Will Milliken, Sterne Kessler
“The Court’s analysis in Amgen largely amounts to an endorsement of the Federal Circuit’s current approach to enablement law, so it doesn’t signal a sea change in the doctrine. But one striking thing about the Court’s reasoning is that it rests primarily on three very old cases involving very different types of technology—O’Reilly v. Morse, which concerned Samuel Morse’s telegraph patent; Incandescent Lamp, which concerned a patent on an electric lamp asserted against Thomas Edison; and Holland Furniture, which concerned a patent on starch glue. ‘While the technologies in these older cases may seem a world away from the antibody treatments of today,’ the Court reasoned, ‘the decisions are no less instructive for it.’ This suggests that, in the Court’s view, the same enablement analysis applies to all patents, no matter the technology—antibody patents are not special.”

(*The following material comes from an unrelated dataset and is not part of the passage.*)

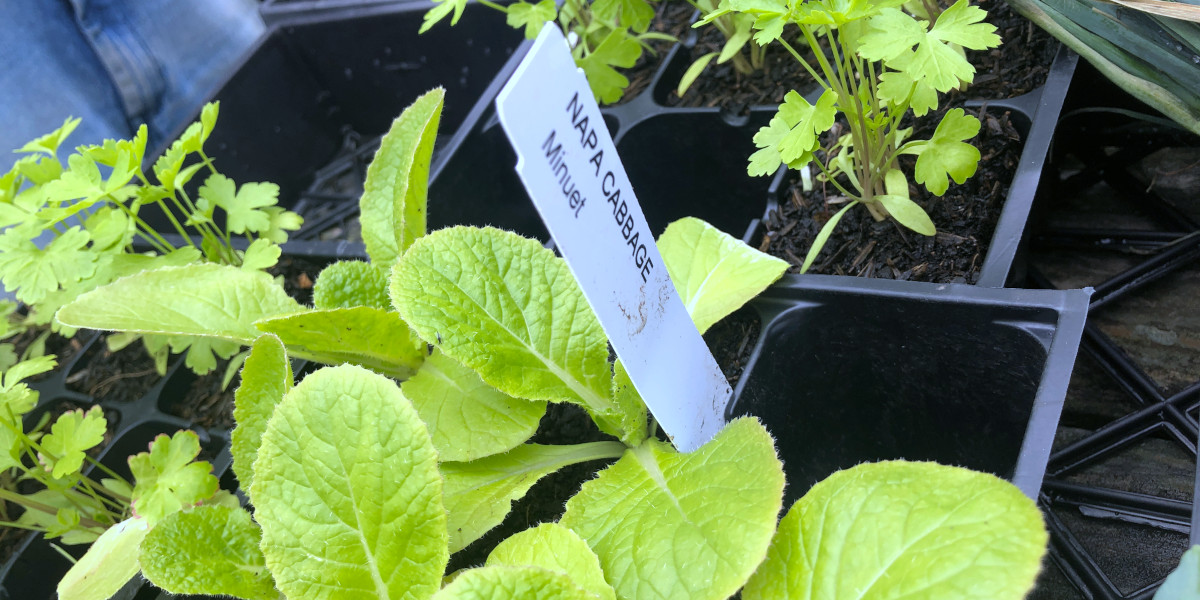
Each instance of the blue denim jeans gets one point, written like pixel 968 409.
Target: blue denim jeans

Irena Royzman, Ph.D., head of the law firm Kramer Levin’s
“Today’s unanimous Supreme Court decision will have enormous impact across industries for decades to come. It makes clear that to claim sovereignty over an entire class of things by function or to claim sovereignty over an entire kingdom of antibodies or other biological inventions, it is necessary to enable that entire class or kingdom across its full scope. The more one claims, the more it is necessary to enable. The decision consolidates and extends the Court’s case law from over a century ago to biotech inventions. It makes clear that the requirement for enablement is no different whether the case involves 19th century telegraphs, 20th century glues or antibody treatments invented in this biotech 21st century. The quid pro quo of the patent system requires a patent teaching that provides more than a research assignment to enable the claims. Painstaking trial and error experimentation to make and use the full scope of the claimed invention is not enablement. The Supreme Court’s decision impacts not only patents to antibodies, but also the other developing areas of biotechnology that are transforming treatment of Americans, such as gene and cell therapies.”
Ashley Sloat, Aurora Consulting LLC
“SCOTUS started with a preconceived conclusion and worked backwards, doing mental gymnastics to arrive where they desired, just like in Google v. Oracle. SCOTUS attempted to justify its affirmance, stating that Amgen’s teachings failed to identify a class that has ‘a peculiar fitness for the particular purpose.’ citing Incandescent Lamp. Amgen’s identified binding amino acids, target receptor, and percent blockage of the receptor all clearly belong to an antibody class that has ‘a peculiar fitness for the particular purpose’ of cholesterol modulation. SCOTUS further contrasted Amgen’s teachings to that of Minerals v. Hyde, where the claims were found to be enabled ‘because the ‘composition of ores varies infinitely,’ it was ‘impossible to specify in a patent the precise treatment which would be most successful…in each case.” Antibody science deserves the same treatment. Antibody affinities, sequences, and tertiary structures vary nearly infinitely, so it’s impossible to specify all the species that could result in the same inhibitory effect for a receptor-ligand pair. Unpredictable physiology (just like unpredictable ore composition) does not justify a lack of enablement finding. Sadly, our best hope for the future of human health innovations now rests in the hands of Congress.”